Nelle ultime due puntate di Un giorno in pretura andate in onda, quella del 10 e quella del 17 maggio, è andato in onda il processo in Corte d'Assise di Milano a carico di Stefano Savasta e quattro cittadini dominicani per l'omicidio e occultamento di cadavere di Stefano Cerri, imprenditore del settore grafico dell'hinterland milanese, scomparso nel nulla il 10 dicembre 2008. Il processo dovrà stabilire se si è trattato di un allontanamento volontario o di un omicidio, del quale gli inquirenti ritengono responsabili gli imputati.

Le indagini, partite subito dopo la scomparsa di Cerri, non escludono nessuna ipotesi.
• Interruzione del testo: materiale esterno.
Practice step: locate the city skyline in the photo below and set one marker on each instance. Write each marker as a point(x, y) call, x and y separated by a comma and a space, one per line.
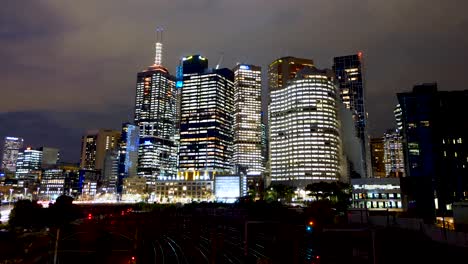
point(116, 50)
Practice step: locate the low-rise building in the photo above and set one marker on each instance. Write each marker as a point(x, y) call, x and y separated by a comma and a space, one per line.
point(377, 194)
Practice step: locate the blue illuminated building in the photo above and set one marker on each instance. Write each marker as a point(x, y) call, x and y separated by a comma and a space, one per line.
point(434, 130)
point(128, 153)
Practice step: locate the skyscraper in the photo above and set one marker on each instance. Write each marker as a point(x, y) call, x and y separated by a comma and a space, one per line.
point(377, 157)
point(11, 149)
point(284, 69)
point(393, 154)
point(128, 153)
point(155, 115)
point(435, 146)
point(94, 146)
point(206, 120)
point(247, 155)
point(50, 156)
point(305, 138)
point(280, 71)
point(28, 164)
point(349, 75)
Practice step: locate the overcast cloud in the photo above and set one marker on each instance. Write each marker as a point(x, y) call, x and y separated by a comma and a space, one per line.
point(73, 64)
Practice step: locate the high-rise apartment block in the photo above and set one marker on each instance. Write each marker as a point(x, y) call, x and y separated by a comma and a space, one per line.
point(11, 149)
point(94, 146)
point(247, 148)
point(350, 79)
point(28, 164)
point(304, 130)
point(50, 157)
point(393, 154)
point(155, 115)
point(128, 153)
point(377, 157)
point(284, 69)
point(435, 146)
point(206, 120)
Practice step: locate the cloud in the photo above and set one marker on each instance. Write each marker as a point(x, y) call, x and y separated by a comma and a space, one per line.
point(82, 56)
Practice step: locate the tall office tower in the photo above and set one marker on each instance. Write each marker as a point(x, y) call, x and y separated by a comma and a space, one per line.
point(155, 115)
point(284, 69)
point(349, 75)
point(397, 113)
point(110, 171)
point(11, 148)
point(53, 183)
point(128, 153)
point(435, 147)
point(28, 164)
point(264, 141)
point(393, 154)
point(50, 156)
point(206, 120)
point(247, 147)
point(305, 138)
point(94, 146)
point(377, 157)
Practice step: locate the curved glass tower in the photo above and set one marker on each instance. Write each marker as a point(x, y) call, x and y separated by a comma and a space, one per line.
point(305, 140)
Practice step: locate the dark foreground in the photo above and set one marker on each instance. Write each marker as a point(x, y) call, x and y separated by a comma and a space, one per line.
point(208, 235)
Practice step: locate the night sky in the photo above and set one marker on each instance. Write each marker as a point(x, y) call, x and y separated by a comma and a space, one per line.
point(67, 66)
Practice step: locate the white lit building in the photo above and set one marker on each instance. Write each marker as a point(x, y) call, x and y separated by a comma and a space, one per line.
point(11, 149)
point(228, 188)
point(304, 130)
point(206, 121)
point(155, 115)
point(377, 194)
point(393, 154)
point(247, 146)
point(52, 183)
point(28, 164)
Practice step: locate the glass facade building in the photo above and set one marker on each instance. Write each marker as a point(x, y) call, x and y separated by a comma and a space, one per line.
point(28, 164)
point(377, 157)
point(11, 149)
point(94, 146)
point(304, 130)
point(206, 121)
point(393, 154)
point(435, 147)
point(350, 79)
point(128, 153)
point(155, 115)
point(247, 155)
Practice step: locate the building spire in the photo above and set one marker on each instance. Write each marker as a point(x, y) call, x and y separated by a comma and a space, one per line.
point(158, 46)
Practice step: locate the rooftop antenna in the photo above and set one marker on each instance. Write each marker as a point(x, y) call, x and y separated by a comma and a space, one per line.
point(158, 46)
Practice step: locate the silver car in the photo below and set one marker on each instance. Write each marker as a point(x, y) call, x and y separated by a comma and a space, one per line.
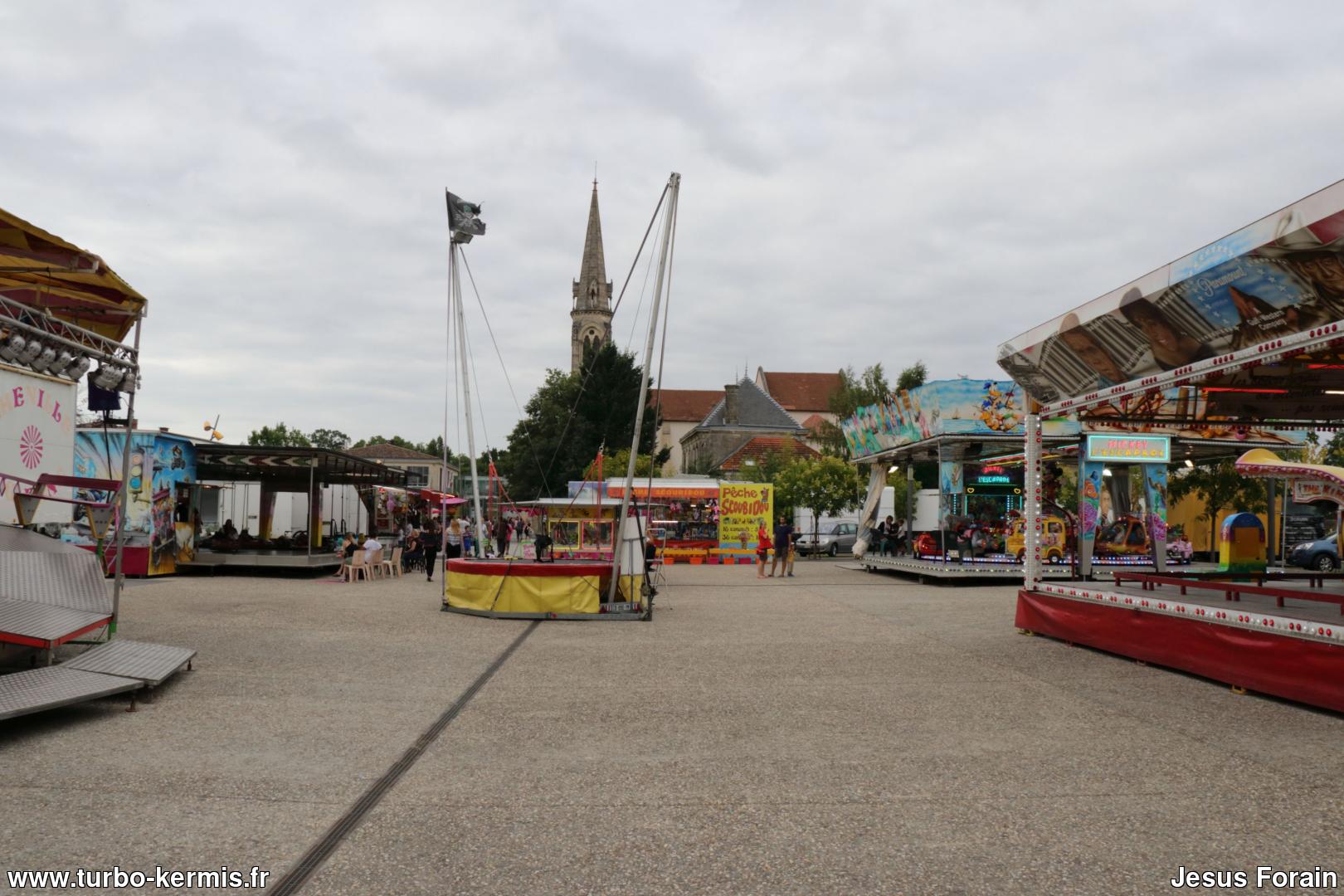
point(832, 539)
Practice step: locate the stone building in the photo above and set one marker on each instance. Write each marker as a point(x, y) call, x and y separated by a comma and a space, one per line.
point(743, 416)
point(590, 314)
point(679, 412)
point(806, 397)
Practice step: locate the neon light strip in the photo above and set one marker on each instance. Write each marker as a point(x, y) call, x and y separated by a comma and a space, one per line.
point(1268, 353)
point(1269, 624)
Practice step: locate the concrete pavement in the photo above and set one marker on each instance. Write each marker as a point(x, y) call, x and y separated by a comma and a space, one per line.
point(839, 731)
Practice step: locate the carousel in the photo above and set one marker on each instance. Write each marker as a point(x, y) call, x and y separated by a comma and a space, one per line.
point(1253, 328)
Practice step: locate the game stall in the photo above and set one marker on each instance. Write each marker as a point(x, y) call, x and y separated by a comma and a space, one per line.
point(972, 430)
point(1250, 329)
Scavando nella sua vita privata si scopre che aveva una relazione extraconiugale con una donna, Ivana Siviero. È proprio la donna a indicare subito nell'uomo con cui aveva intrattenuto una lunga e travagliata storia d'amore, Stefano Savasta, l' autore del possibile omicidio

Ben presto gli inquirenti si convincono che sia davvero Savasta ad aver fatto sparire l'uomo, per vendetta, perché Cerri aveva inizato una relazione con quella che lui considerava ancora la sua donna, la Siviero appunto, con la quale aveva avuto una relazione per 14 anni.

Tutti i testimoni ascoltati in aula confermano che Savasta aveva una vera e propria ossessione per la Siviero e in più occasione aveva lanciato minacce nei confronti di Cerri. Inoltre, la moglie e la figlia dell'uomo scomparso, ascoltate in aula, confermano che Cerri aveva progetti di vita, di lavoro, di famiglia. È impossibile che sia andato via volontariamente, abbandonando tutto.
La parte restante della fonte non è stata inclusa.